The FTC’s Red Flags Rule implements Section 114 of the FCRA. The Rule requires certain creditors and financial institutions subject to the FTC’s jurisdiction to develop and implement a written identity theft prevention program designed to detect, prevent and mitigate fraud attempted or committed through identity theft.
The cause of the multiple enforcement delays is the Rule’s definition of "creditor" and the FTC’s broad interpretation of the term. Specifically, the FTC has taken the position that, in addition to entities that lend money or participate in credit decisions, a "creditor" subject to the Rule includes any entity that sells goods or services and allows customers to pay for the goods or services later. The FTC’s broad interpretation of the term "creditor" has thus turned any business that employs invoice billing into a creditor subject to the Rule.

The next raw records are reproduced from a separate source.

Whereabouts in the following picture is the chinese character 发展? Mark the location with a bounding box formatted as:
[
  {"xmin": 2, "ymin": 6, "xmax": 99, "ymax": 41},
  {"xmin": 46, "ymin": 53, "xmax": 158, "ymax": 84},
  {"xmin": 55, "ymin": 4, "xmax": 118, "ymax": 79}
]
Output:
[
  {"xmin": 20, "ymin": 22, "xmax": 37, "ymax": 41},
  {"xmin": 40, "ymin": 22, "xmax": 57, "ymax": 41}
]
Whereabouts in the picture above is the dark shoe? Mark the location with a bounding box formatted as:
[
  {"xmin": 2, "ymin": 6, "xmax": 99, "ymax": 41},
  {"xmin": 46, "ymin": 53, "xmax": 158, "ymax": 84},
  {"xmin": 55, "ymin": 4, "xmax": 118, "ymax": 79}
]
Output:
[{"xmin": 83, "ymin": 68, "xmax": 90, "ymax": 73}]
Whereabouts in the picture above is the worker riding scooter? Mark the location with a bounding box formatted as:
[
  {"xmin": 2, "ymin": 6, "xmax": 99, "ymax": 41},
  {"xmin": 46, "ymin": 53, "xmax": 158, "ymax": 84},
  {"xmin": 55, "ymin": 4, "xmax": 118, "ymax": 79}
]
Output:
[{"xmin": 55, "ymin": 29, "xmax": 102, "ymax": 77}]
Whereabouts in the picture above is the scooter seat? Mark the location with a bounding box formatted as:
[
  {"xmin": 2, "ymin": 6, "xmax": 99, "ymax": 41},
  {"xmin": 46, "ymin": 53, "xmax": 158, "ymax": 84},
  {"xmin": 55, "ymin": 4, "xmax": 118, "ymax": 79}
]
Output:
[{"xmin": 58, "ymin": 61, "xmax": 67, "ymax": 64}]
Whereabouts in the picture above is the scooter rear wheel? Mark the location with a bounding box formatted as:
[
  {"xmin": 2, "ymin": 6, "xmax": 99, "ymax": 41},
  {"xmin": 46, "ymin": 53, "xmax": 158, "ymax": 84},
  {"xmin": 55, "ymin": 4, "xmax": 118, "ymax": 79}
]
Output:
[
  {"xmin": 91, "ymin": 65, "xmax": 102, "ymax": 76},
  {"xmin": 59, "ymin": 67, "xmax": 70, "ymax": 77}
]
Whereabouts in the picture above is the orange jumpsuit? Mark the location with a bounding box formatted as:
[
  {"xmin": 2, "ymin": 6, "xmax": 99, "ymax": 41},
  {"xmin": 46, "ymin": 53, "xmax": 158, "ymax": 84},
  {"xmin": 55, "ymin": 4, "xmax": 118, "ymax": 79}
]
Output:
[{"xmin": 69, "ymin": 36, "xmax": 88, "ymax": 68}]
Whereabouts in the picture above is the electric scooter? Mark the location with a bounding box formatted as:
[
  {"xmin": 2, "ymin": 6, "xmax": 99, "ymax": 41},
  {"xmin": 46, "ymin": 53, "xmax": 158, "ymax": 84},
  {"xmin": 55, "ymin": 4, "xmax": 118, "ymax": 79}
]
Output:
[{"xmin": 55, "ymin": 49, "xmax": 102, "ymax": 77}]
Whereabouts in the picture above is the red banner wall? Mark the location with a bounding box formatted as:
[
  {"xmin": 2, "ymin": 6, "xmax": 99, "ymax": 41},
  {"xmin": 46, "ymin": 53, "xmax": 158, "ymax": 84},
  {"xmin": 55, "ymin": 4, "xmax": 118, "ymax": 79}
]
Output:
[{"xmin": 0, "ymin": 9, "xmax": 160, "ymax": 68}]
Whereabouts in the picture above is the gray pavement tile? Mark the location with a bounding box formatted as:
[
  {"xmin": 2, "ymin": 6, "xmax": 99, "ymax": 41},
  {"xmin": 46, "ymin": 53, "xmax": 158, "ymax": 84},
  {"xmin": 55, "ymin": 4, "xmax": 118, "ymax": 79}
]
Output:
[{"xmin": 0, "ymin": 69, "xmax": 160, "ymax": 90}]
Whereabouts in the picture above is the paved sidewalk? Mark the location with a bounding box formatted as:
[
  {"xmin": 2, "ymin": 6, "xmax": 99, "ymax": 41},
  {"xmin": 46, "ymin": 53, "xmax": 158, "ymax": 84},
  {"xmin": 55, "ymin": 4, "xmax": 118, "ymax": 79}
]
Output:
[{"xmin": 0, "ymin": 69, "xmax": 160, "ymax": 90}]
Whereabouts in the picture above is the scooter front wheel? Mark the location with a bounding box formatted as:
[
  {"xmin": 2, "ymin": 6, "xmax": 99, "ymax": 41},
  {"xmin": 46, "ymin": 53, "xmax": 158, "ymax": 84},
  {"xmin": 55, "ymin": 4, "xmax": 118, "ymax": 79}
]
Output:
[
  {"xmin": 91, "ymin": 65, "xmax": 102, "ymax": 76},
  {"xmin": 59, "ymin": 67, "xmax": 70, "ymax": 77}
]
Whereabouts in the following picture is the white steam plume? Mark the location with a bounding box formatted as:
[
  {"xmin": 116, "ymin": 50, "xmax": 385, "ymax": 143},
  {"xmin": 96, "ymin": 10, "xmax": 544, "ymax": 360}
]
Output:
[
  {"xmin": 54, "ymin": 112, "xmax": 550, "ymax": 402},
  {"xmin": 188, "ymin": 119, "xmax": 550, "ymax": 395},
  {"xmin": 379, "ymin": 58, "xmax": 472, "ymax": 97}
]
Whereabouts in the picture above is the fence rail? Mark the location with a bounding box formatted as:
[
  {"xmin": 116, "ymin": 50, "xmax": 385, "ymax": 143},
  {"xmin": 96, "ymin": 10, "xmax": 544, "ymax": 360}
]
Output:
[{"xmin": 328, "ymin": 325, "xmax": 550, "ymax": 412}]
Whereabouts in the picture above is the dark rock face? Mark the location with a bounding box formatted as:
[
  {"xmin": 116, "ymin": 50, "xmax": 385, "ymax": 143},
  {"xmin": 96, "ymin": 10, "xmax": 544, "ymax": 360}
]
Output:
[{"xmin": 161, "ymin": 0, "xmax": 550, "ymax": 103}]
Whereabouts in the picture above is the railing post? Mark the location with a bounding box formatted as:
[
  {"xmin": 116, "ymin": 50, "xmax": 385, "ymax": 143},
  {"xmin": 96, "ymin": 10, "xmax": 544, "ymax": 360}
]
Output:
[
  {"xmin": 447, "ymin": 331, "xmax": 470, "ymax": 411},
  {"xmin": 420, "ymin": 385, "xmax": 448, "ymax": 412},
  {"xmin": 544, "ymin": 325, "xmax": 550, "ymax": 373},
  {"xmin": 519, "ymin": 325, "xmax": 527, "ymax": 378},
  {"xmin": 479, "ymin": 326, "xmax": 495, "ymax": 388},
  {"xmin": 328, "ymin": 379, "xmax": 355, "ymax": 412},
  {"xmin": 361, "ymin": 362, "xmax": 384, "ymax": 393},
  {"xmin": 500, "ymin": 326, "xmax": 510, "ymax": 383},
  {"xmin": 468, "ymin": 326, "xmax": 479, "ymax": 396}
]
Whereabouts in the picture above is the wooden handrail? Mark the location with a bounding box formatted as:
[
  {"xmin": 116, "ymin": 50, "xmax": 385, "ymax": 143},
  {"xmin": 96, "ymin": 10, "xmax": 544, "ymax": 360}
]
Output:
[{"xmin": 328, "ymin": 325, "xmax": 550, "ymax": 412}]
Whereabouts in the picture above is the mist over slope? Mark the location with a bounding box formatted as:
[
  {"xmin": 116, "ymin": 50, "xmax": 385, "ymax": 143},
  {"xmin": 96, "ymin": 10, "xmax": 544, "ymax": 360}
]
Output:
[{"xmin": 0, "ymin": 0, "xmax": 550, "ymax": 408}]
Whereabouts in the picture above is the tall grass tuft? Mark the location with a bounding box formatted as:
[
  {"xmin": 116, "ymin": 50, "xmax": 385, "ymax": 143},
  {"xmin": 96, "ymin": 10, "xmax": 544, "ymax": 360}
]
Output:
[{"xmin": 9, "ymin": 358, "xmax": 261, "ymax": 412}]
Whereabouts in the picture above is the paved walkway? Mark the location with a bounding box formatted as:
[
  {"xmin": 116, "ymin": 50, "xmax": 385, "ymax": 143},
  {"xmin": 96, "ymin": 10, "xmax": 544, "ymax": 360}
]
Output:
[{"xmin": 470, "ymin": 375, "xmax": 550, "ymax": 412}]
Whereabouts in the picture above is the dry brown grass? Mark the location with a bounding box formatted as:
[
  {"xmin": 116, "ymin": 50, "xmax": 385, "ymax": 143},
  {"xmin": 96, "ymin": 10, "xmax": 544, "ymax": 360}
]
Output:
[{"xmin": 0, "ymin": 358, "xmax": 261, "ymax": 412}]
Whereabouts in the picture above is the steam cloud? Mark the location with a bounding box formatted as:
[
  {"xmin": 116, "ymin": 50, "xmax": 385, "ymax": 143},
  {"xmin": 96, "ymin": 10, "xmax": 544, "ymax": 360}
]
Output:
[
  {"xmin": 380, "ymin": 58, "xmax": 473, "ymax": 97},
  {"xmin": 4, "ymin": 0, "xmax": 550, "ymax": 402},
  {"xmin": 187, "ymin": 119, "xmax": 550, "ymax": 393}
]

The proposed bill seeks to largely limit the applicability of the Red Flags Rule to entities commonly understood to be creditors. Pursuant to the bill, "creditors" would be defined as entities that:
- obtain or use consumer reports, directly or indirectly, in connection with a credit transaction;
- furnish information to consumer reporting agencies (see 15 U.S.C. 1681s-2) in connection with a credit transaction; or
- advance funds to or on behalf of a person (based on the person’s obligation to repay the funds or repayable from property pledged by or on behalf of the person).
More importantly, the proposed bill specifically excludes from the definition of "creditor" entities that advance funds "to or on behalf of a person for expenses incidental to a service provided by the creditor to that person." This exclusion suggests that entities that both provide a product or service and allow customers to pay for the product or service at a later time would not be subject to the Red Flags Rule, provided such entities do not engage in the activities enumerated in bullets (1) or (2) above.